Corresponding chapter(s) in the textbook: Chapter 19
Review the following terms before working on the problem: Gleevec, Philadelphia chromosome, chronic myeloid leukemia (CML), white blood cells (leukocytes), Western blot (immunoblot) analysis, adapter protein, BCR-ABL fusion protein
Gleevec is a powerful signal transduction drug routinely used for the treatment of Philadelphia chromosome-positive (Ph+) chronic myeloid leukemia (CML). In a clinical trial carried out at the time of its approval for human use, five CML patients were treated with daily oral doses of Gleevec, as indicated in the figure. Participant blood samples were collected before exposure to the drug (samples 1, 3, 5, 7, and 9), and two hours after the second treatment (samples 2, 4, 6, 8, and 10). White blood cells were isolated, cell extracts were prepared, and immunoblot analysis was performed using an anti-CRKL antibody. (Note: CRKL is an adapter protein that is the main endogenous substrate of the BCR-ABL protein in neutrophil leukocytes.)

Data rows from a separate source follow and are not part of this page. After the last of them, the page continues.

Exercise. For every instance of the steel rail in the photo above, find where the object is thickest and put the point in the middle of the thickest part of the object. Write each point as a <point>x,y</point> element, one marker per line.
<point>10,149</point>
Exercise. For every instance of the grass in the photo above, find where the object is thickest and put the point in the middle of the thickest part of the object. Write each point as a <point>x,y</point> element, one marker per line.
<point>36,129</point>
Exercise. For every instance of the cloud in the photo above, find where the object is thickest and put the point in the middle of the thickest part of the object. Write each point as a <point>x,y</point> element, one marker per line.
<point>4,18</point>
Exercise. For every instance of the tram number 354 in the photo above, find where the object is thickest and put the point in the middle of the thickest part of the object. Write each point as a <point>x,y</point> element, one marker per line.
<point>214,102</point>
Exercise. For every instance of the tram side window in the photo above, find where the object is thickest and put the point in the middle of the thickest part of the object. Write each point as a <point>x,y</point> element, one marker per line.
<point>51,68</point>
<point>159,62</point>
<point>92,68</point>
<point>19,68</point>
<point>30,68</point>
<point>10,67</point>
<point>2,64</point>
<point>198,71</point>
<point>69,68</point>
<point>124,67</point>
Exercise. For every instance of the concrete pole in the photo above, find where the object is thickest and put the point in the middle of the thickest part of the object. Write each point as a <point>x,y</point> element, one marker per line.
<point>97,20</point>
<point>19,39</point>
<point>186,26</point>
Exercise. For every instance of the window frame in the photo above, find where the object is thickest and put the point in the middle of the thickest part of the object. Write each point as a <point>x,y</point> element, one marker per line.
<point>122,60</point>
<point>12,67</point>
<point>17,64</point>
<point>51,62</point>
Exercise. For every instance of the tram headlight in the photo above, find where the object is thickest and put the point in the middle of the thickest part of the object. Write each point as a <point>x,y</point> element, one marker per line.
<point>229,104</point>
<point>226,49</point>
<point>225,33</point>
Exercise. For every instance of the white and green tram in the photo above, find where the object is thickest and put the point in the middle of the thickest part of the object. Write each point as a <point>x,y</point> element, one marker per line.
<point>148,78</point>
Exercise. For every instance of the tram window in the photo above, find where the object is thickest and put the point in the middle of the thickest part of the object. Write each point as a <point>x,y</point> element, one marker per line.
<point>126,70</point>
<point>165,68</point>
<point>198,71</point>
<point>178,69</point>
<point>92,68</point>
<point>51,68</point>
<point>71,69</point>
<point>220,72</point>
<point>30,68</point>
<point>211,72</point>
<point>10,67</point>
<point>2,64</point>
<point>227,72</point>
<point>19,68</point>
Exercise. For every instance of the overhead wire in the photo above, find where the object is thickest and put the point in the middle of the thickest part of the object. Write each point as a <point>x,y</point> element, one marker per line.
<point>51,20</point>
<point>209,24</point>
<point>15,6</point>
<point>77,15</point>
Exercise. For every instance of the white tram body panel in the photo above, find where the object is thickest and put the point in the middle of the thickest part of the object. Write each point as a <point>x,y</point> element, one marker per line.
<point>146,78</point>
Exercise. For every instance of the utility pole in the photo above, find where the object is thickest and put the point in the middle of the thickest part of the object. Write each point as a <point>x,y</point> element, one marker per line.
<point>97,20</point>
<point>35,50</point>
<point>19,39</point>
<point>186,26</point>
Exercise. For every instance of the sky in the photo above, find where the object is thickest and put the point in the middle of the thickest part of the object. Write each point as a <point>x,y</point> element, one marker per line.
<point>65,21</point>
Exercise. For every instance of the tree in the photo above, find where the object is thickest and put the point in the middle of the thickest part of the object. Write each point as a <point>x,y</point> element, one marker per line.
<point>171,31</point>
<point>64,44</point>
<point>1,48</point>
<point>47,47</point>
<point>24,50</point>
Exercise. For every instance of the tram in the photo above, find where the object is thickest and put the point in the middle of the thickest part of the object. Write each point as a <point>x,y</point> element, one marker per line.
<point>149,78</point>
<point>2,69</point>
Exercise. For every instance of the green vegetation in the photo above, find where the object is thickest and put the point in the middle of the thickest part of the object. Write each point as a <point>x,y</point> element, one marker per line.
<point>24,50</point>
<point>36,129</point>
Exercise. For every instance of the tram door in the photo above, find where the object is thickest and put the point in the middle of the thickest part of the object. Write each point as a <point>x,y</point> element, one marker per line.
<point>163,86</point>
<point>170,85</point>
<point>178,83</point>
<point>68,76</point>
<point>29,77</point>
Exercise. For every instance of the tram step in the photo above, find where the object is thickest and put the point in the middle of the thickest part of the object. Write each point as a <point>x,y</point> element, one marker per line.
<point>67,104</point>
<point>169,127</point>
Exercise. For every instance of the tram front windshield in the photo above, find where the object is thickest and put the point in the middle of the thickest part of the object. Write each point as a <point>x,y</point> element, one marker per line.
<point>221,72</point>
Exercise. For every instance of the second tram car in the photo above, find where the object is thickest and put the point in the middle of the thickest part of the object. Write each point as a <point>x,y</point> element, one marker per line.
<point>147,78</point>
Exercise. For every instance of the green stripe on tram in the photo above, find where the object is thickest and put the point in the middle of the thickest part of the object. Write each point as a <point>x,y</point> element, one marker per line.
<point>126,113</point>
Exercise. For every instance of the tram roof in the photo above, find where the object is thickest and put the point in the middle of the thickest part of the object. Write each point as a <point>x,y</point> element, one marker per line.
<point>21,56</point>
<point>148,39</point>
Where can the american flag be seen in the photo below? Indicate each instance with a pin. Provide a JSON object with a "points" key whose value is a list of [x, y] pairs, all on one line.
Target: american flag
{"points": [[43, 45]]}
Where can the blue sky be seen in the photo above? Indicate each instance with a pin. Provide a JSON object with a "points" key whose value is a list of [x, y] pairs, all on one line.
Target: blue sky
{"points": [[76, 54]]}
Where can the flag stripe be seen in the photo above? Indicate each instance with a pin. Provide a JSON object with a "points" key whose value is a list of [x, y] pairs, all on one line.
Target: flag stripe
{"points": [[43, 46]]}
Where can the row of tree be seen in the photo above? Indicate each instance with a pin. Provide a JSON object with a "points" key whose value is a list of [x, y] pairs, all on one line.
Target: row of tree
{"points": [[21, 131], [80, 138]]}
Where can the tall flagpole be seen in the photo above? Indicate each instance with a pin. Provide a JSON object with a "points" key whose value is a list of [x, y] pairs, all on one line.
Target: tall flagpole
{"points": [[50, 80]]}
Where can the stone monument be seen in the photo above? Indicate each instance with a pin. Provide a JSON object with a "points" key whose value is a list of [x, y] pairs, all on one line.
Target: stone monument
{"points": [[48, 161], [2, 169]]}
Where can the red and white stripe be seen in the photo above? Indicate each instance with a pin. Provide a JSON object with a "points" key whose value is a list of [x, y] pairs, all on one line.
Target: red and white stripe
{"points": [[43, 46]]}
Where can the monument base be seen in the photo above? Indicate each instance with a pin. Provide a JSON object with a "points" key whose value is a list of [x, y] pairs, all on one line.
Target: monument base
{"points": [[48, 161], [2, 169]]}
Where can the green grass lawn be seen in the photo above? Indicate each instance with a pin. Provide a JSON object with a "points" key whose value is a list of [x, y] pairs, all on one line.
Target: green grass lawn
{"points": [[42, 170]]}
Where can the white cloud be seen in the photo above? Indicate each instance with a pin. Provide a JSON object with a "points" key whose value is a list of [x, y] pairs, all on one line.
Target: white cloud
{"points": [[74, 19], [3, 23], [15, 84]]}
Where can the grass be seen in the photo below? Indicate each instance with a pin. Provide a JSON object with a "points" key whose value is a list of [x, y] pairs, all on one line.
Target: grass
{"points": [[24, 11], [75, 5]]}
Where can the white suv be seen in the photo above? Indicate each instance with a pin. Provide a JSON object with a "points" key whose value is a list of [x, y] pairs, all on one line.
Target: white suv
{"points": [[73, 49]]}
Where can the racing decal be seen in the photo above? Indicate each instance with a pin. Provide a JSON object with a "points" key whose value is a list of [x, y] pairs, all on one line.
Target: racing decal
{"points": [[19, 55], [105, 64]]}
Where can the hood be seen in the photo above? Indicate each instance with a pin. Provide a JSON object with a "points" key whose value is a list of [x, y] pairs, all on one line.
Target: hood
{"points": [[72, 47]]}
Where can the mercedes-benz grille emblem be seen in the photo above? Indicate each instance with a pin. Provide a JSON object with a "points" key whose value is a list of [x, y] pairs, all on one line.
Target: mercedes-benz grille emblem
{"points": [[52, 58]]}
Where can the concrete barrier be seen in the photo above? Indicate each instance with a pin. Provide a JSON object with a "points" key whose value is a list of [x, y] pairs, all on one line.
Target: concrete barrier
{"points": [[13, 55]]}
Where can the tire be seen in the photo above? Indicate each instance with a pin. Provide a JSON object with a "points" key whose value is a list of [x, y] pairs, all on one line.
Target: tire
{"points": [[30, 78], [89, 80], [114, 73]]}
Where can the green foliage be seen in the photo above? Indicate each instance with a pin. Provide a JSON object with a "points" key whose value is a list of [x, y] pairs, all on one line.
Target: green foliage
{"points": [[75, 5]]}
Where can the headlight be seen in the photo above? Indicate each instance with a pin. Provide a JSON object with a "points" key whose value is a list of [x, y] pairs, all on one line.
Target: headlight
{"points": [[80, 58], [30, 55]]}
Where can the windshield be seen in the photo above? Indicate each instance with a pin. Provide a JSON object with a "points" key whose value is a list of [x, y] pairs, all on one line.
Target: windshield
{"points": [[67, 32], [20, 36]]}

1. What is characteristic of Ph+ CML?
2. Describe the state of CRKL protein in the leukemia cells.
3. Describe the effect of Gleevec.
4. What may have caused the difference seen in patient 1’s results?
5. What technique could be used to prove that the upper and lower bands correspond to phosphorylated and unphosphorylated CRKL, respectively?